AWWW man. super bummer


----------



## orchidman (Dec 15, 2010)

i know


----------



## ua hua (Oct 30, 2009)

This plant would be very hard to grow in an aquarium since it's hard to meet it's high lighting needs. It's best grown outdoors in a pond. I saw some in a pond a couple of years ago when I was on a pond tour and it's a very cool plant and have tried to find some for my pond with no luck.


----------



## Robert H (Apr 3, 2003)

I used to sell that plant. Its much too big for the aquarium, but an excellent pond plant. The stems will actually grow quite long, several feet. The leaves get darker red under bright direct sun. The leaf clusters can grow close together creating a mosaic like tile pattern, hence the name "Mosaic ludwigia". The leaf cluster will also continue to expand getting fairly large. It is a tropical ludwigia and will not survive a cold winter.

It is available from pond plant suppliers. Florida aquatic nurseries sells it through their dealers. I wrote about the plant in TFH magazine.


----------



## antbug (May 28, 2010)

http://www.aquariumplants.com/LUDWIGIA_SEDIOIDES_Ludwigia_sedioides_p/sur009.htm

I'll take thank yous in the form of paypal payments sent as gifts.


----------



## orchidman (Dec 15, 2010)

i might get some for outside this summer


----------



## ikuzo (Jul 11, 2006)

orchidman said:


> too bad he is in indonesia






ua hua said:


> This plant would be very hard to grow in an aquarium since it's hard to meet it's high lighting needs. It's best grown outdoors in a pond. I saw some in a pond a couple of years ago when I was on a pond tour and it's a very cool plant and have tried to find some for my pond with no luck.





Robert H said:


> I used to sell that plant. Its much too big for the aquarium, but an excellent pond plant. The stems will actually grow quite long, several feet. The leaves get darker red under bright direct sun. The leaf clusters can grow close together creating a mosaic like tile pattern, hence the name "Mosaic ludwigia". The leaf cluster will also continue to expand getting fairly large. It is a tropical ludwigia and will not survive a cold winter.
> 
> It is available from pond plant suppliers. Florida aquatic nurseries sells it through their dealers. I wrote about the plant in TFH magazine.

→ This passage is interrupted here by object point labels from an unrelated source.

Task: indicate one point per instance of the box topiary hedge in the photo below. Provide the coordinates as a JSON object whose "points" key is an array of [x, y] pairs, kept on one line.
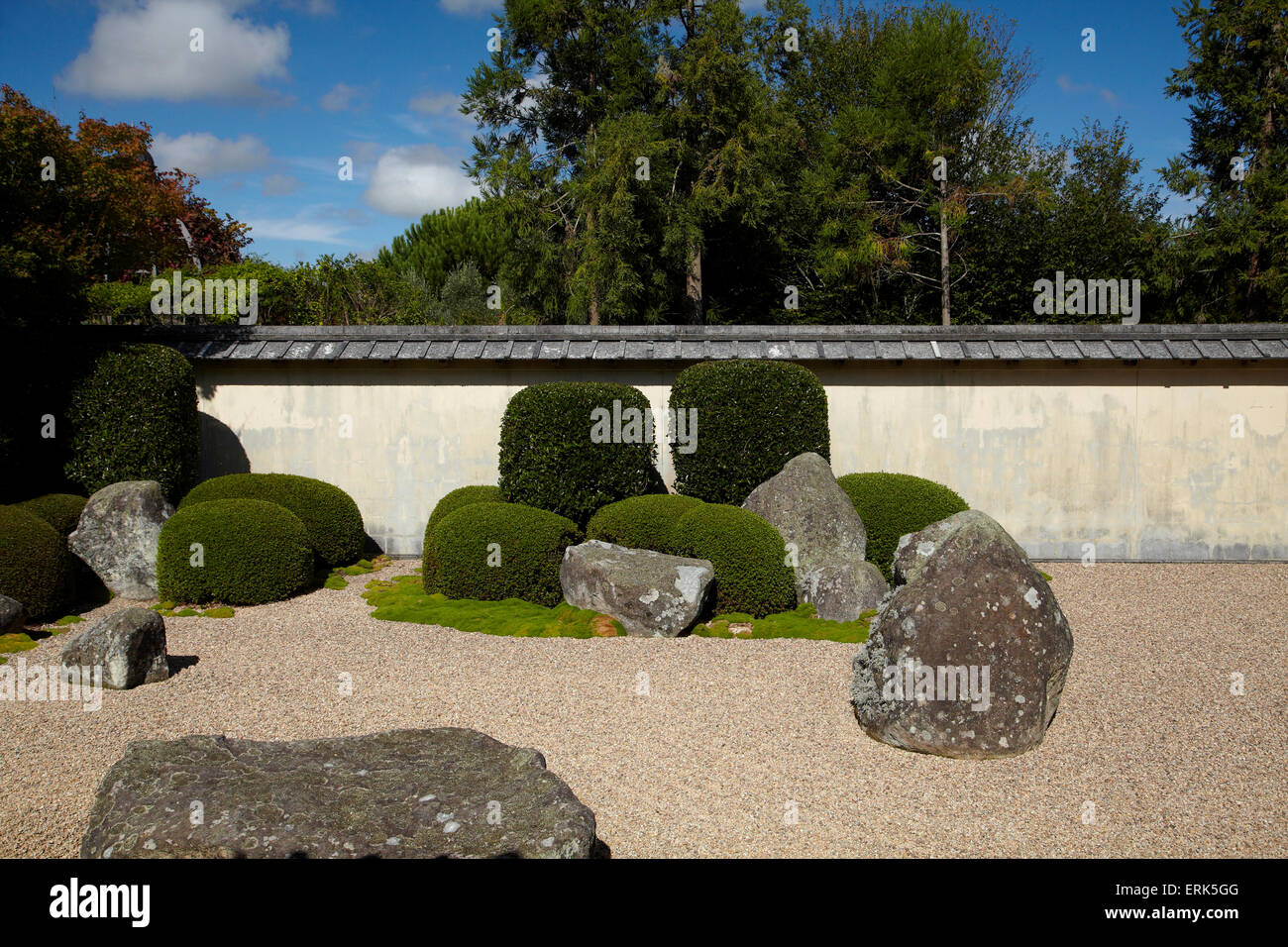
{"points": [[462, 496], [498, 551], [550, 460], [133, 416], [748, 556], [35, 566], [642, 522], [330, 514], [60, 510], [752, 416], [252, 552], [893, 505]]}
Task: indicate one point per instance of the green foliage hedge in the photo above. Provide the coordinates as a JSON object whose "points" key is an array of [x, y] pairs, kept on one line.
{"points": [[455, 500], [752, 416], [60, 510], [134, 418], [463, 496], [529, 547], [548, 458], [35, 566], [330, 515], [642, 522], [253, 551], [893, 505], [748, 557]]}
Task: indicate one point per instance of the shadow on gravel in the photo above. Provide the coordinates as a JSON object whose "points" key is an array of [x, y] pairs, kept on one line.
{"points": [[179, 663]]}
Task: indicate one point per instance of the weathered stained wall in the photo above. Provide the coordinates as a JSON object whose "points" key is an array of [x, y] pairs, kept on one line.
{"points": [[1137, 459]]}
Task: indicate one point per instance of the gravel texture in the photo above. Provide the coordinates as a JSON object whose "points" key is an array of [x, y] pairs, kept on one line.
{"points": [[734, 737]]}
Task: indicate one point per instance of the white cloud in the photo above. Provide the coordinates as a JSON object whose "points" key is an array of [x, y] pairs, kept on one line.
{"points": [[416, 179], [295, 228], [436, 103], [1078, 88], [141, 50], [279, 184], [206, 157], [314, 8], [342, 97], [469, 8]]}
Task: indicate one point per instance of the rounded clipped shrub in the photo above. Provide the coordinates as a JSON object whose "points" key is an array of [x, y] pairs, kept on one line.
{"points": [[134, 418], [330, 515], [571, 447], [642, 522], [748, 556], [751, 418], [250, 552], [893, 505], [498, 551], [60, 510], [463, 496], [35, 566]]}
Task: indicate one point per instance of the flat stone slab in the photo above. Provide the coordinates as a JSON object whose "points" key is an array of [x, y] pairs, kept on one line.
{"points": [[117, 536], [649, 592], [129, 647], [400, 793], [819, 523]]}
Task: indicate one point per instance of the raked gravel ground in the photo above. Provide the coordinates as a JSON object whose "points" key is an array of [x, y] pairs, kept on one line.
{"points": [[734, 735]]}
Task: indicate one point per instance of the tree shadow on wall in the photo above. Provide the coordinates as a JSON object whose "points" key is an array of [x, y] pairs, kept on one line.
{"points": [[222, 451]]}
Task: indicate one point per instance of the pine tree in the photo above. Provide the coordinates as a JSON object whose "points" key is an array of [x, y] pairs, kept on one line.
{"points": [[1232, 258]]}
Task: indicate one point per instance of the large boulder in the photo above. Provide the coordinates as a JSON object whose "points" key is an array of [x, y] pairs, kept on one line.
{"points": [[129, 646], [967, 656], [649, 592], [402, 793], [810, 510], [117, 536], [12, 615]]}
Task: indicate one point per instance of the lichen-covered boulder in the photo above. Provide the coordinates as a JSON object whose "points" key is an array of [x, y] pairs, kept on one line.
{"points": [[129, 646], [818, 519], [967, 657], [648, 592], [117, 536], [400, 793]]}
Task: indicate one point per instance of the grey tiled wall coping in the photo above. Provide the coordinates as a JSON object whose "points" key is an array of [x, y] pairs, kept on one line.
{"points": [[1243, 342]]}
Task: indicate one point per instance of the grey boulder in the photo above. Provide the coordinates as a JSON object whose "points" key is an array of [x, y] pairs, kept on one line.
{"points": [[12, 615], [969, 655], [117, 536], [129, 647], [649, 592], [811, 513], [400, 793]]}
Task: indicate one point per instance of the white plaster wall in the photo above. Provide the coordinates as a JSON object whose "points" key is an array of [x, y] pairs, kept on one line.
{"points": [[1137, 460]]}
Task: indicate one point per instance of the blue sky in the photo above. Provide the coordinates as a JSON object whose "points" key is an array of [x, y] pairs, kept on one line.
{"points": [[284, 88]]}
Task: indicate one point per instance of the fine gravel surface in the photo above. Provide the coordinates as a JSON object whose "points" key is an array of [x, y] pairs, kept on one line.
{"points": [[743, 748]]}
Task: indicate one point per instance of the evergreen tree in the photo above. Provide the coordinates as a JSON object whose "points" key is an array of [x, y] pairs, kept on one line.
{"points": [[1231, 260]]}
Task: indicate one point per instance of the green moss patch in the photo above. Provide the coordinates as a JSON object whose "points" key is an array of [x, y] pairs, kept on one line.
{"points": [[17, 642], [338, 577], [802, 622], [404, 599]]}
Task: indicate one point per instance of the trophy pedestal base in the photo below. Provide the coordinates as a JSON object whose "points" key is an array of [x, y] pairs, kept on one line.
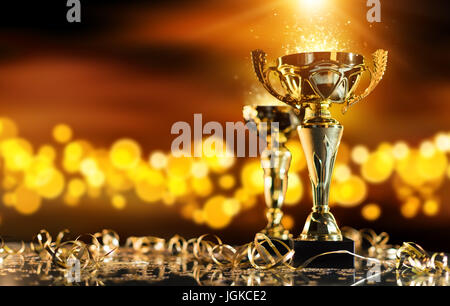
{"points": [[305, 249]]}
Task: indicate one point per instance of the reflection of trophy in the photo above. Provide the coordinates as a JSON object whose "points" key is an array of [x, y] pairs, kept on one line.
{"points": [[274, 124], [313, 81]]}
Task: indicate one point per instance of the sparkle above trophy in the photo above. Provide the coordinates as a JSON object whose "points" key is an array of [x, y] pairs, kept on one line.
{"points": [[313, 82], [274, 124]]}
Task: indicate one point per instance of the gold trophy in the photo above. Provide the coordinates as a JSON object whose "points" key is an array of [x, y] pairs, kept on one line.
{"points": [[313, 81], [274, 124]]}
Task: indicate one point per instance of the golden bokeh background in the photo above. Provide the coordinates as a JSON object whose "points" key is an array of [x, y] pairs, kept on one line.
{"points": [[87, 111]]}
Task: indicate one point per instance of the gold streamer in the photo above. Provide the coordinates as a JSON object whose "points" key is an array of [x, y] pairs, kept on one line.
{"points": [[263, 253]]}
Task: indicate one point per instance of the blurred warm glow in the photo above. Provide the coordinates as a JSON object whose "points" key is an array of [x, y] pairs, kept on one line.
{"points": [[31, 177], [371, 211]]}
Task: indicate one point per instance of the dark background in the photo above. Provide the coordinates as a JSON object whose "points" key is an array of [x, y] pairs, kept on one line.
{"points": [[133, 68]]}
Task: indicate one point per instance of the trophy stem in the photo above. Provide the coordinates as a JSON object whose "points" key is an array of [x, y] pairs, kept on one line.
{"points": [[275, 162], [320, 144]]}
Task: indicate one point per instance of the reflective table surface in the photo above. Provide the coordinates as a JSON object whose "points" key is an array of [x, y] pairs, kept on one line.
{"points": [[127, 267]]}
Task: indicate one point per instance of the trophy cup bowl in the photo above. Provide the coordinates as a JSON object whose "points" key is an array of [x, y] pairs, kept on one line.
{"points": [[313, 82], [274, 124]]}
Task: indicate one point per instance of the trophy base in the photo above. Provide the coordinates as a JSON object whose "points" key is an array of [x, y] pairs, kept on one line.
{"points": [[305, 249]]}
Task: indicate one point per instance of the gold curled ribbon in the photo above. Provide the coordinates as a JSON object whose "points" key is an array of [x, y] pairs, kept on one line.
{"points": [[263, 253], [411, 257]]}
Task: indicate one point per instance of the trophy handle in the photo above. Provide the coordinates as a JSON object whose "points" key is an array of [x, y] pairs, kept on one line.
{"points": [[263, 75], [379, 58]]}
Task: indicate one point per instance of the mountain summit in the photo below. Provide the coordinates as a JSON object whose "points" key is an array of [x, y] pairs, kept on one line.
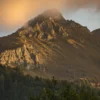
{"points": [[49, 45]]}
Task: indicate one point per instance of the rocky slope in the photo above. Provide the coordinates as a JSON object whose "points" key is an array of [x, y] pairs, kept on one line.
{"points": [[49, 45]]}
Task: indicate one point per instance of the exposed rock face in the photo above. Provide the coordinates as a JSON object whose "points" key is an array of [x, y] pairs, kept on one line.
{"points": [[49, 45]]}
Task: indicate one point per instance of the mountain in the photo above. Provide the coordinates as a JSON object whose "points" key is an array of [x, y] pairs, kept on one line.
{"points": [[49, 45], [96, 35]]}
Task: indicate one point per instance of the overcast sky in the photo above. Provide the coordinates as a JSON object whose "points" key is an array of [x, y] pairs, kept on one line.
{"points": [[14, 13]]}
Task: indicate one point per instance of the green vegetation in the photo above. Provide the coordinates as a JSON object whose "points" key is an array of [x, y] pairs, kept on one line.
{"points": [[16, 86]]}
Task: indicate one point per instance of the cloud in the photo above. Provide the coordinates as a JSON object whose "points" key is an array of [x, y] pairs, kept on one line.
{"points": [[16, 12]]}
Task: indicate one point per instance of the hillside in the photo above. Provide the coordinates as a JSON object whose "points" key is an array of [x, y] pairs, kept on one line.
{"points": [[49, 45]]}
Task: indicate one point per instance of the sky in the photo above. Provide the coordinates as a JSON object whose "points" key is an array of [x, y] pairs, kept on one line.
{"points": [[14, 13]]}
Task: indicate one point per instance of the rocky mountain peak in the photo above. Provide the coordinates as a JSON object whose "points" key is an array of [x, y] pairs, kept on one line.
{"points": [[53, 13]]}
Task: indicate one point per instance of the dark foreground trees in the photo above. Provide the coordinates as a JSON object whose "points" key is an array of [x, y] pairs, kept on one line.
{"points": [[15, 86]]}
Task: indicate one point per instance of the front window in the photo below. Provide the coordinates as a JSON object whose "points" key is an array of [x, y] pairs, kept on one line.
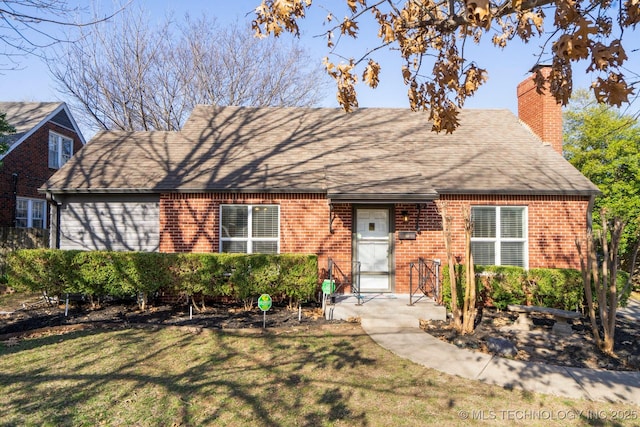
{"points": [[250, 229], [499, 235], [60, 150], [30, 213]]}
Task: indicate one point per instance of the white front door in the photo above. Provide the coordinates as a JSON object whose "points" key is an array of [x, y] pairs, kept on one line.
{"points": [[373, 249]]}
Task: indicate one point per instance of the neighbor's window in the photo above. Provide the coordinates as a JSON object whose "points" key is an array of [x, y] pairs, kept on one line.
{"points": [[60, 150], [499, 235], [31, 213], [250, 229]]}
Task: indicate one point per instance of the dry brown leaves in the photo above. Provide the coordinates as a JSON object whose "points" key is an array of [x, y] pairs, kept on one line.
{"points": [[429, 37]]}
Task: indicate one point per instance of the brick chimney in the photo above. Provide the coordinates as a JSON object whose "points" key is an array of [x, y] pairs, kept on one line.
{"points": [[540, 111]]}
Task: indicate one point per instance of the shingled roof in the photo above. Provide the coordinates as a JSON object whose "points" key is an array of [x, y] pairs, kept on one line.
{"points": [[370, 154]]}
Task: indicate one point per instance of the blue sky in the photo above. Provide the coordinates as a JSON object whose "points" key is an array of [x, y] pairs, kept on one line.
{"points": [[506, 67]]}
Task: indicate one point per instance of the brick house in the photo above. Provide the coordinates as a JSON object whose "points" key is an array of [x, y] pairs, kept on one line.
{"points": [[46, 137], [360, 188]]}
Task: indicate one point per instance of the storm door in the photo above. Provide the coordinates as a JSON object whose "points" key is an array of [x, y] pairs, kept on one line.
{"points": [[373, 249]]}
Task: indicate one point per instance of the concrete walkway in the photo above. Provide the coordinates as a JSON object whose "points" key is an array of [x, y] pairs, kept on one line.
{"points": [[395, 326]]}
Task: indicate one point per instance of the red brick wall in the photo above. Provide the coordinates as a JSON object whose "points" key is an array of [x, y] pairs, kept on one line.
{"points": [[541, 112], [553, 225], [189, 223], [30, 160]]}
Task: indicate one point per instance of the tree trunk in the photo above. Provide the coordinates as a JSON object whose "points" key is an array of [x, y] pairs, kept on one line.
{"points": [[604, 281], [470, 310], [446, 230]]}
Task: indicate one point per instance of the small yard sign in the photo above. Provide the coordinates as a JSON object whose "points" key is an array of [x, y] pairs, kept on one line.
{"points": [[328, 286], [264, 304]]}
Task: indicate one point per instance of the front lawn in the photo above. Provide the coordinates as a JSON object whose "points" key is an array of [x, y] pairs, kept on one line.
{"points": [[333, 375]]}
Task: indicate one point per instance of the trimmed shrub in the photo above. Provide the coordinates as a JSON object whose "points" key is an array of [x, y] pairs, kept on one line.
{"points": [[499, 286], [41, 270], [126, 274]]}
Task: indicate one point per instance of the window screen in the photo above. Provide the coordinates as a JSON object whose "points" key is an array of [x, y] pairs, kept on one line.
{"points": [[499, 235], [250, 228]]}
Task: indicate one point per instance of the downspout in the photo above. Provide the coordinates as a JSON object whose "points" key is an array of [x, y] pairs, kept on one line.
{"points": [[15, 198], [56, 205], [592, 200]]}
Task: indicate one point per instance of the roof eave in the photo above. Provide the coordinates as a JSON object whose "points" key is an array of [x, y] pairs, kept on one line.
{"points": [[380, 198], [524, 192]]}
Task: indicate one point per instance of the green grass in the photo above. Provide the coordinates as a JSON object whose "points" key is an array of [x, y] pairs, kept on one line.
{"points": [[333, 376]]}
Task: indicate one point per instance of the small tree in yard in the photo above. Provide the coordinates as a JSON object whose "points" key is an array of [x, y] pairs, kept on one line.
{"points": [[602, 279], [463, 319]]}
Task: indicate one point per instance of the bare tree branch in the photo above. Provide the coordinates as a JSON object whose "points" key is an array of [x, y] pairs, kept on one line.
{"points": [[125, 74]]}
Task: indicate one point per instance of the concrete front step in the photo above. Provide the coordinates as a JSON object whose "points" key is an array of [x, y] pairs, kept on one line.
{"points": [[379, 307]]}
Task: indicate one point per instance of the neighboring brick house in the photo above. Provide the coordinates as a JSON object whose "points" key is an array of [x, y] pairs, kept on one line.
{"points": [[46, 137], [358, 187]]}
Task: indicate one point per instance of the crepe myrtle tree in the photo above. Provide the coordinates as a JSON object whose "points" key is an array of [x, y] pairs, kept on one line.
{"points": [[430, 37]]}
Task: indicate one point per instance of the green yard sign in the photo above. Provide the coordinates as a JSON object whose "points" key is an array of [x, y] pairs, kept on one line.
{"points": [[328, 286], [264, 302]]}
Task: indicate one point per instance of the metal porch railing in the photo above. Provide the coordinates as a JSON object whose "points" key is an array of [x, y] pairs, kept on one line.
{"points": [[424, 277]]}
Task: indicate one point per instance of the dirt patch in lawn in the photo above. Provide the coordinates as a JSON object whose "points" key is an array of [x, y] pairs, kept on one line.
{"points": [[27, 317], [20, 316], [495, 335]]}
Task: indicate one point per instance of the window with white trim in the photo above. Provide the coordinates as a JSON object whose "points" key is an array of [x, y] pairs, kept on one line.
{"points": [[60, 150], [499, 235], [250, 229], [31, 213]]}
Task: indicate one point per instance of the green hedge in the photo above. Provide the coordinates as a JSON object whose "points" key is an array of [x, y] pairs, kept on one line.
{"points": [[500, 286], [96, 273]]}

i have no problems with this plant
i'm still not sure how it propagates
can you spare me the details?



antbug said:


> http://www.aquariumplants.com/LUDWIGIA_SEDIOIDES_Ludwigia_sedioides_p/sur009.htm
> 
> I'll take thank yous in the form of paypal payments sent as gifts.


buy all the sedoides!!!


----------



## HD Blazingwolf (May 12, 2011)

i dont have a pond. but i bet i can have an awesome bird bath come mid july


----------



## antbug (May 28, 2010)

Something must be wrong because I haven't received any paypal payments yet


----------



## Wulfyn (Mar 20, 2012)

Looks like water chestnut.... which I beleive is considered a noxious plant in parts of the US. More specifically Trapa Natans , Water Chestnut being one of it's many names. 

http://www.invasivespeciesinfo.gov/aquatics/waterchestnut.shtml


----------



## Psionic (Dec 22, 2011)

I can tell you fantails love to eat it. Or at least mine did.


-Val


----------



## ikuzo (Jul 11, 2006)

fantails goldfish?
most plants are salad bar to goldfish


----------



## ua hua (Oct 30, 2009)

antbug said:


> http://www.aquariumplants.com/LUDWIGIA_SEDIOIDES_Ludwigia_sedioides_p/sur009.htm
> 
> I'll take thank yous in the form of paypal payments sent as gifts.





antbug said:


> Something must be wrong because I haven't received any paypal payments yet


 
Yeah I know they have it but I refuse to pay their overpriced shipping charges. I could probably drive up to South Dakota and pick up the plants for cheaper than they charge to ship them.


----------



## Centromochlus (May 19, 2008)

Perhaps this might be a strange question, but does this plant have the ability to grow emersed/completely out of water?


----------



## ua hua (Oct 30, 2009)

According to APC plantfinder it says it can be grown emersed but it's a floating plant that has roots that can reach 4 ft. so I'm curious how one would go about growing this in an emersed setup.


----------



## Bunfoo (Jan 14, 2012)

WOW. I need to give my grandmother some of this for her koi pond!


----------



## LetThereBeFish (Dec 7, 2011)

Aw man!!! I swore I saw this stuff one time when shopping at ThatFishPlace. I didn't know what it was at the time(wasn't labeled) or how they got it. They said that it was the first time they got a shipment of it. I should of got some for my pond. Looks sick!


----------



## Psionic (Dec 22, 2011)

ikuzo said:


> fantails goldfish?
> most plants are salad bar to goldfish


This was their first choice too. Every day all of a sudden another would be missing. I thought it was melting under the Texas heat since it was in full sun all day. June started with it covering the top, by July it was gone. Now it's just dwarf water lilies. 


-Val


----------



## ikuzo (Jul 11, 2006)

AzFishKid said:


> Perhaps this might be a strange question, but does this plant have the ability to grow emersed/completely out of water?





ua hua said:


> According to APC plantfinder it says it can be grown emersed but it's a floating plant that has roots that can reach 4 ft. so I'm curious how one would go about growing this in an emersed setup.


i'm not sure about this
i will to try later when i have more stock
can't afford to sacrifice one of them to find out 




Bunfoo said:


> WOW. I need to give my grandmother some of this for her koi pond!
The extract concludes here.